When most people think about drawing, the first thing that comes to mind is the work of da Vinci, Michelangelo and other Old Masters. Expressive drawing, by contrast, comes from a tradition focused on breaking through the limitations of classical art and exploring freer, more intimate forms of expression.
Traditionally, drawing has served two purposes in Western culture: to document appearances and to tell stories. But in the late 19th and early 20th centuries, prompted in part by the invention of photography, the pioneers of the Modernist movement (such as Cezanne, Picasso and Kandinsky, to name a few) started experimenting with alternative, more introspective approaches to art-making.
These great figures, writes artist Steve Aimone in his book Expressive Drawing, "challenged the assumptions of the Renaissance tradition: Rather than focusing on appearances in the visible world, Modernism argued that art can be about the unseen — it can give form to the formless. In other words, drawings can be about internal realities (feelings, imagination, fantasies, dreams, the spirit), experiences that transcend or underlie the purely visible."

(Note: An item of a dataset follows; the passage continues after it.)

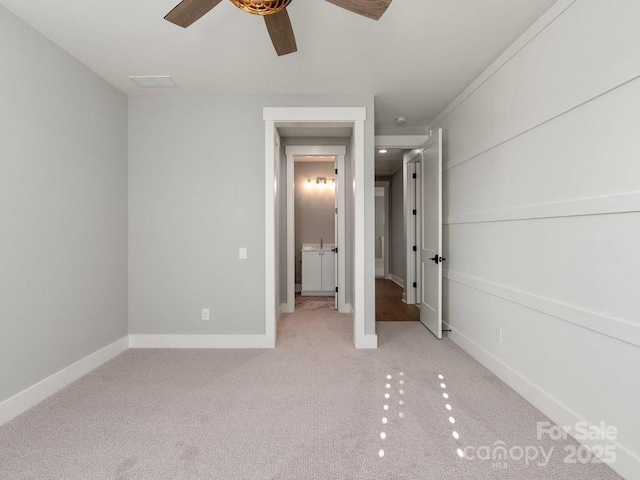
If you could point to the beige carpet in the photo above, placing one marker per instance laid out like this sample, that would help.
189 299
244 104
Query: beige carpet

Expressive drawing builds on this revolutionary insight and goes one step further. Through a series of simple exercises, based on the discoveries of the Modernists and their descendants — notably Abstract Expressionists such as Robert Motherwell and Willem de Kooning — Aimone has created a freewheeling, deeply personal approach to drawing that's accessible to anyone interested in exploring his or her "unseen" world in a direct and honest way.
And you don't have to be especially "gifted" to get started. Expressive drawing takes you "back to the spontaneity, the worry-free expressive nature you had as a child," says Aimone. "Except now you’ve got a lifetime's history to bring to the process and integrate with it."
That's why this type of drawing is particularly attractive to adult learners. "Usually people who are older are no longer as fearful about looking silly," he says. "They're more interested in reflecting on themselves and their lives, and that's what this work is all about. Every time people do this kind of drawing, they're doing it from a very personal source."
That's not all. "Traditional drawings communicate the appearance of things from a fixed point of view at a frozen moment in time," Aimone adds. "Expressive drawing is about experiencing life from many points of view — all contained in the same drawing. It's a composite portrait of your emotions as they develop over time."